Am nächsten Morgen weckten uns nicht die Sonnenstrahlen oder das Vogelgezwitscher, sondern noch vor Sonnenaufgang die Autogeräusche. Naja, so waren wir munter, Der Tag begann früh. Wir wärmten uns am Lagerfeuer und frühstückten ausgedehnt. Wir Fünf harmonierten mal wieder gut miteinander, denn nach dem Frühstück packten wir die Sachen und waren zeitgleich fertig, bereit zum Abmarsch. Täve übernahm wieder den Pilgerwagen und Ziel war heute unser Auto an der Alexanderschanze.

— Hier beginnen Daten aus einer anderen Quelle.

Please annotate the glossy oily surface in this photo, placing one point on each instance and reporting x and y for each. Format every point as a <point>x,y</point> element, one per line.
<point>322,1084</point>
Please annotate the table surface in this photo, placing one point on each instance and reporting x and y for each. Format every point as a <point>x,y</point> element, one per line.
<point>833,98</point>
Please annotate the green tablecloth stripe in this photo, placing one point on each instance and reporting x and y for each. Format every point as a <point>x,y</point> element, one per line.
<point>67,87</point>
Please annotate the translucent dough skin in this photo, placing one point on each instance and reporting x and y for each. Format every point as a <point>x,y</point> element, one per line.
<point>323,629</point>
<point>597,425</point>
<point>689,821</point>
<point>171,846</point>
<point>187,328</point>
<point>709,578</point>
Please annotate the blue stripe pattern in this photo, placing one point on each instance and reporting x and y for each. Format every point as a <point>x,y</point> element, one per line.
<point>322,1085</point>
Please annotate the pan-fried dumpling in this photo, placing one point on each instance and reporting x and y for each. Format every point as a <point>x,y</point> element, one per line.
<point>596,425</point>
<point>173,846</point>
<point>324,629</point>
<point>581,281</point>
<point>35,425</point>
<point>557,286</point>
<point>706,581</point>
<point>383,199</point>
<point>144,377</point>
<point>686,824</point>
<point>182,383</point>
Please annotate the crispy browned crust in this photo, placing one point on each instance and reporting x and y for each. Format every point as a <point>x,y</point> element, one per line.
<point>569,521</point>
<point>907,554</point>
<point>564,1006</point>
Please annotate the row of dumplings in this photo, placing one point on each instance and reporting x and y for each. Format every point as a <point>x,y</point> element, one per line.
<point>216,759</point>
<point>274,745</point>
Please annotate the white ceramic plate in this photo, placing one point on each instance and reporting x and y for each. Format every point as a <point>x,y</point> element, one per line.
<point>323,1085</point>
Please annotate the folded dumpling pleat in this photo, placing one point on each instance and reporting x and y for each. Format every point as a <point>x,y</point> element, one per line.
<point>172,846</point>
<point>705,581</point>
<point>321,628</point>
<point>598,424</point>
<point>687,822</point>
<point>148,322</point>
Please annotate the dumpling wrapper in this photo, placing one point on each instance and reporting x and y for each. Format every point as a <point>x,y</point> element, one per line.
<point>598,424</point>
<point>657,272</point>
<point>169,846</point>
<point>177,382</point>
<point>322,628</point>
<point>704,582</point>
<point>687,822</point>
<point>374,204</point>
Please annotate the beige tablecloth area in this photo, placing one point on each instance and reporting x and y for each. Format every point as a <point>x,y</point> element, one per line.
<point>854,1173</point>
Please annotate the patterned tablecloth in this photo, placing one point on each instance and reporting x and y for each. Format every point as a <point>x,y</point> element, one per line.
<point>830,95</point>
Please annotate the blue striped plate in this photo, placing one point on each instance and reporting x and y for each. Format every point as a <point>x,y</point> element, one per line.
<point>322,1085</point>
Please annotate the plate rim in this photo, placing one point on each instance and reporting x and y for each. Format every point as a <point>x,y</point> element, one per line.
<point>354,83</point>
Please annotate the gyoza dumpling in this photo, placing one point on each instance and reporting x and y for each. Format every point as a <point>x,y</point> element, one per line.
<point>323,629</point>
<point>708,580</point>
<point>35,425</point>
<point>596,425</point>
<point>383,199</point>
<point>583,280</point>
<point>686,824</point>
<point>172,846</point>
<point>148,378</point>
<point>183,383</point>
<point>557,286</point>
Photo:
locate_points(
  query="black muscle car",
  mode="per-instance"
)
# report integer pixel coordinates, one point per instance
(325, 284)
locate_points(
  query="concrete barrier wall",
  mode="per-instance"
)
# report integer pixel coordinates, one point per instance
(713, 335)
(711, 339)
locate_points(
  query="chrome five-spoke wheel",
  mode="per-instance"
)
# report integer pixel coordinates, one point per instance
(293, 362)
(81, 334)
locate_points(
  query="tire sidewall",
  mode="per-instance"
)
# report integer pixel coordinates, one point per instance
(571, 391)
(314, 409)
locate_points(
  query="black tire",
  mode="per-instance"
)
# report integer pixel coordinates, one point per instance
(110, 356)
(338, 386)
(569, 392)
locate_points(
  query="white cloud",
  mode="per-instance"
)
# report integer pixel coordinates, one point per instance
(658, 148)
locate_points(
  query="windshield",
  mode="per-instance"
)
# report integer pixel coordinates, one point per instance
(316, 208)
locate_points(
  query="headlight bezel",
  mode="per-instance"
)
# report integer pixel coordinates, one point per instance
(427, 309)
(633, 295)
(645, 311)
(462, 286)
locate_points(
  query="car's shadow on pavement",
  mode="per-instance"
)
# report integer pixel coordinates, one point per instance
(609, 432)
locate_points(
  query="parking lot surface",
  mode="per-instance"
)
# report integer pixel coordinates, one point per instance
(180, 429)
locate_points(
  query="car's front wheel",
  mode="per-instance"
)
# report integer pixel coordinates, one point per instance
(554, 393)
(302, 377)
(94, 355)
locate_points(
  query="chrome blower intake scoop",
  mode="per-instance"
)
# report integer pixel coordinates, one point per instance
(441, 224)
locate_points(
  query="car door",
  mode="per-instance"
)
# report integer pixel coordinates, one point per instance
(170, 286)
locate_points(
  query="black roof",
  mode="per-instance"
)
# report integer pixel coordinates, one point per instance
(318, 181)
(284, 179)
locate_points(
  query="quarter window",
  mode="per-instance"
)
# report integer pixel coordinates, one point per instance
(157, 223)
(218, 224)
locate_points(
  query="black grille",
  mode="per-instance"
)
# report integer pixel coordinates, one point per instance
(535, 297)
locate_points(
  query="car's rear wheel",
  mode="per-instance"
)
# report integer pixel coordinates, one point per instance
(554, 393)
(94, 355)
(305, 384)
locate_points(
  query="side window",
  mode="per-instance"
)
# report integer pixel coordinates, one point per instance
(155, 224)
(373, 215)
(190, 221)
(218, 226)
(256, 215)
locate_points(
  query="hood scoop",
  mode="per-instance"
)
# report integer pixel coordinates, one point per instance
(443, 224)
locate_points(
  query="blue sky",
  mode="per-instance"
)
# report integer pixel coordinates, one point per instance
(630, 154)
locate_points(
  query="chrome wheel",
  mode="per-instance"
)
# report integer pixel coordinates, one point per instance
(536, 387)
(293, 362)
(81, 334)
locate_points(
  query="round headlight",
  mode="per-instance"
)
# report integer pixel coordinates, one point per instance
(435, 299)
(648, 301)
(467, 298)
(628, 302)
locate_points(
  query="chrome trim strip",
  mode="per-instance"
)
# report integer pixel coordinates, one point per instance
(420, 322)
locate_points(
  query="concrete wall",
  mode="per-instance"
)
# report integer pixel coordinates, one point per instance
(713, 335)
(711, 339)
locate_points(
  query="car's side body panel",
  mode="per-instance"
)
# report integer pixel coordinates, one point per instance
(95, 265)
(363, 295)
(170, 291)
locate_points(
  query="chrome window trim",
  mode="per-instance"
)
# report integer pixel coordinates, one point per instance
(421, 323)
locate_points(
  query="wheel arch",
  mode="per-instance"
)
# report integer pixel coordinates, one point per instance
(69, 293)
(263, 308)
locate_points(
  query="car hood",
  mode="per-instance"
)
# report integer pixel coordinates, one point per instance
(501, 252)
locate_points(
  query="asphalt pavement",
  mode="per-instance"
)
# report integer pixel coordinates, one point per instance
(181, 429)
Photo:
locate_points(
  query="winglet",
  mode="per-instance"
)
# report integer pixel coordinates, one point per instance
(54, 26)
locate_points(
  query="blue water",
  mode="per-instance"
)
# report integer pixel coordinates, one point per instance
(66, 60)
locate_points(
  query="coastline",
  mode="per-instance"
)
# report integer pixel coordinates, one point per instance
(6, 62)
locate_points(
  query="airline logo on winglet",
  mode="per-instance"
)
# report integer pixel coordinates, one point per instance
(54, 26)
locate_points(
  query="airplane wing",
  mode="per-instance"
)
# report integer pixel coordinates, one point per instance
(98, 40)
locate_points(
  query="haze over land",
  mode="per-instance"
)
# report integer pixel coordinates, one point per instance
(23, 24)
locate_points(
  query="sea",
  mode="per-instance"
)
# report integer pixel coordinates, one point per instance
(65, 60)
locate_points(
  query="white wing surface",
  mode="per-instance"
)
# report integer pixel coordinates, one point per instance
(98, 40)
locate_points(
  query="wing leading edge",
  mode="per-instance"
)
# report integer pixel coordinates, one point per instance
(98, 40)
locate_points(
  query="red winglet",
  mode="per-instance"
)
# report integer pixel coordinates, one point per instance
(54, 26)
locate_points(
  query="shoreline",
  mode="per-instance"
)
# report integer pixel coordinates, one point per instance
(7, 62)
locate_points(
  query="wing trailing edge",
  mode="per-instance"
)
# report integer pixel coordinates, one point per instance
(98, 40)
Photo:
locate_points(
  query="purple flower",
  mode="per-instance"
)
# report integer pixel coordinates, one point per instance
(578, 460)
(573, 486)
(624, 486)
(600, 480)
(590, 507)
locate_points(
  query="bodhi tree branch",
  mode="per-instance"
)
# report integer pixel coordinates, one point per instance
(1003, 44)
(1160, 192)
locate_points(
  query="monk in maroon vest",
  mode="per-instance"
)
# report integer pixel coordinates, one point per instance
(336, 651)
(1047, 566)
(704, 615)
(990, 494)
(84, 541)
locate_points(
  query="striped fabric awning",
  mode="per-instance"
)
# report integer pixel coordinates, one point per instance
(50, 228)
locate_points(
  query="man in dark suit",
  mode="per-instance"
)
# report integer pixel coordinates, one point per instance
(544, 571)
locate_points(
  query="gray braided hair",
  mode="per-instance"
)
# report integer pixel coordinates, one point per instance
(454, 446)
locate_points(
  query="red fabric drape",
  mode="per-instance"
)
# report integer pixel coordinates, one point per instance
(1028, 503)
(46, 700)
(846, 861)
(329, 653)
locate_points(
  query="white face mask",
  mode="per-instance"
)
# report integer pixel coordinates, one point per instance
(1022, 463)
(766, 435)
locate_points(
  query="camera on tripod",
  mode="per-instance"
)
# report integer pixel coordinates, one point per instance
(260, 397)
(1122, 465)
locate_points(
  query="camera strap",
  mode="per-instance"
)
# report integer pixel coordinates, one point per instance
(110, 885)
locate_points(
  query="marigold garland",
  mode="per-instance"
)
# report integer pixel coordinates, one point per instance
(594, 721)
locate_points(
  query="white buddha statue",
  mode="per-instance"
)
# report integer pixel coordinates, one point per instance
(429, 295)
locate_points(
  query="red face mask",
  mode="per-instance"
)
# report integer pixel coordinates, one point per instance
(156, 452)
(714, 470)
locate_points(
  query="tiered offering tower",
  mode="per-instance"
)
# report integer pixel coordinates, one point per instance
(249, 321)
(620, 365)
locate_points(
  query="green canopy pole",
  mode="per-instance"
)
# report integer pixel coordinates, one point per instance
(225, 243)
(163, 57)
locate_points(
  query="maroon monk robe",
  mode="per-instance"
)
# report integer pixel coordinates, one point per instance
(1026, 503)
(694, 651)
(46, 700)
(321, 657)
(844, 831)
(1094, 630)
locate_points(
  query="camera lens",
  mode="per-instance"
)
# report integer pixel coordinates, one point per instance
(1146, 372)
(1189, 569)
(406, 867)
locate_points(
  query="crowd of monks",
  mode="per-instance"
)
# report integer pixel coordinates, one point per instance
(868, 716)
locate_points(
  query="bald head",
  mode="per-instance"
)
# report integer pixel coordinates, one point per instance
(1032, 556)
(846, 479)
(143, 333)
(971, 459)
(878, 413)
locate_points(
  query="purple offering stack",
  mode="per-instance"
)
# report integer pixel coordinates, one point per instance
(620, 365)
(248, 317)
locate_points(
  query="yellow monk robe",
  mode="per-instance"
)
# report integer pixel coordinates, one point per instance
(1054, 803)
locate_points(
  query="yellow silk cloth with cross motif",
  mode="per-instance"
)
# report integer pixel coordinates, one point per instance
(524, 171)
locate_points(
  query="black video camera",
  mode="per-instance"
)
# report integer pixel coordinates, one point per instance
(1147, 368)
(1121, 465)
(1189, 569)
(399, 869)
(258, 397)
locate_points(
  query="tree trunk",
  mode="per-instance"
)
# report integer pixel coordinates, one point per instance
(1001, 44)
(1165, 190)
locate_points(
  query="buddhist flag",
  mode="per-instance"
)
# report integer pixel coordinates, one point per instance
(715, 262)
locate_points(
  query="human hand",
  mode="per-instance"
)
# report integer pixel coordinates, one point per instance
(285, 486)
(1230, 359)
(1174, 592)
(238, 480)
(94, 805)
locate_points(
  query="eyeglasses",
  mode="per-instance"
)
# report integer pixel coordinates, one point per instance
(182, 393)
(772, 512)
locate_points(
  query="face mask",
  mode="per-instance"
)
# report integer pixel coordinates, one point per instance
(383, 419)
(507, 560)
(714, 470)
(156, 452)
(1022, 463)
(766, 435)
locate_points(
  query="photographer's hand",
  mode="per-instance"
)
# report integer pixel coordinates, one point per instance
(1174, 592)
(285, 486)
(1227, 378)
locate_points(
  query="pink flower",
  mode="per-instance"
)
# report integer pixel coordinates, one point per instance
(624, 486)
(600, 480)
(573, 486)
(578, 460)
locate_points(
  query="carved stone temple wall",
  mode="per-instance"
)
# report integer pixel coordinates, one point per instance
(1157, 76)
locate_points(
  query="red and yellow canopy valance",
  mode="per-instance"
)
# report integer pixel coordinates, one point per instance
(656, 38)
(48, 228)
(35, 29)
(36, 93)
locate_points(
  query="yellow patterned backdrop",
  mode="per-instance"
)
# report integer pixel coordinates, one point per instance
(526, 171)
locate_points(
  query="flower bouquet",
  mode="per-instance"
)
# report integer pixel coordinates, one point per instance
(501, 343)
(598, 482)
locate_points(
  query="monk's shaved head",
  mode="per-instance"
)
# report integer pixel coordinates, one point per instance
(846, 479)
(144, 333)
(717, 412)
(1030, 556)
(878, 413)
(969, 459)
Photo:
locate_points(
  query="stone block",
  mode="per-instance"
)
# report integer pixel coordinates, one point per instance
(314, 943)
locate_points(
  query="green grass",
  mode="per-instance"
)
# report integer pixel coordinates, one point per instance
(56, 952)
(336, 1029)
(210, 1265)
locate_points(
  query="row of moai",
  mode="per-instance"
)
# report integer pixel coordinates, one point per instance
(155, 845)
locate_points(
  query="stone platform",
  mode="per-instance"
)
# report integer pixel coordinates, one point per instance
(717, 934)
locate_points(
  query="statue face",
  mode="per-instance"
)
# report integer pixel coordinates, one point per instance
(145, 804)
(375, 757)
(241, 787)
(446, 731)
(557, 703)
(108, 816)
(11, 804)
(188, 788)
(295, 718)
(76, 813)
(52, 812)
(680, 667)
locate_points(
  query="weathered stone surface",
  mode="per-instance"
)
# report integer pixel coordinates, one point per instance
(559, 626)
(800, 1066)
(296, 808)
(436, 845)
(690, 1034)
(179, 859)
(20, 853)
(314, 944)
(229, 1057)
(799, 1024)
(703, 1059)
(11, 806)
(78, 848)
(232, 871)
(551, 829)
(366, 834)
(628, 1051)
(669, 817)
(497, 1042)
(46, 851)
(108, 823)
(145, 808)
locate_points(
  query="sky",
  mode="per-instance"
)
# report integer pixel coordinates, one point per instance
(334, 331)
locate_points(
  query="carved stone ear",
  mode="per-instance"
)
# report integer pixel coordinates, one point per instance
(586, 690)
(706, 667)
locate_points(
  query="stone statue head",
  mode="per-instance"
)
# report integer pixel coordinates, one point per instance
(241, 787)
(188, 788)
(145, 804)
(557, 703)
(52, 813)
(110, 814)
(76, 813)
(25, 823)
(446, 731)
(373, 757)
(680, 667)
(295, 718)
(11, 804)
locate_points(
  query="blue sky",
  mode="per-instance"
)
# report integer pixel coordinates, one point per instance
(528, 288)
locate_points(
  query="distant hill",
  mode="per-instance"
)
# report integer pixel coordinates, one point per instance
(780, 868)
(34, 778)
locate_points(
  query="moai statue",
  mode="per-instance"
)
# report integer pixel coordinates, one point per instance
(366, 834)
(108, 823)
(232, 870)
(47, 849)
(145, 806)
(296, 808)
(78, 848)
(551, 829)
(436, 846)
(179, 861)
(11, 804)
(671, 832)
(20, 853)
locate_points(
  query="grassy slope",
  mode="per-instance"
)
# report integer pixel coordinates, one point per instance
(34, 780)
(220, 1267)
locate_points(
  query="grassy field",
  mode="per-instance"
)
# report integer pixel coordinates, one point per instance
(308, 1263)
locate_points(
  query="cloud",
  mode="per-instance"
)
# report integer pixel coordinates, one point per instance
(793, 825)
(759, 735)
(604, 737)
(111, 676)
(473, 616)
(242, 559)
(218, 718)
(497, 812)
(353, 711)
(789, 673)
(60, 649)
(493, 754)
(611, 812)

Über Wiesen, Bäche hinweg durch dunkle Wälder und Büsche pflückten wir hier und da Pilze und genossen den sonnigen Tag in vollen Zügen. Schade, dass er doch bald wieder vorbei sein würde. Gegen Mittag waren wir wieder am Auto. Ursprünglich wollten wir Andy und Julia zu ihren Auto ans Gutellbach Camp bringen, sie entschieden sich aber, den gleichen Weg, den wir am Freitag gegangen waren, auch noch zu gehen. Es war ja noch genügend Zeit. Wir teilten also die Pilze unter uns auf, verabschiedeten und herzlich und sahen der nahen Zukunft und dem Wiedersehen entgegen. In drei Wochen würden wir uns auf einer rustikalen Almhütte in der Schweiz im Binntal wiedersehen.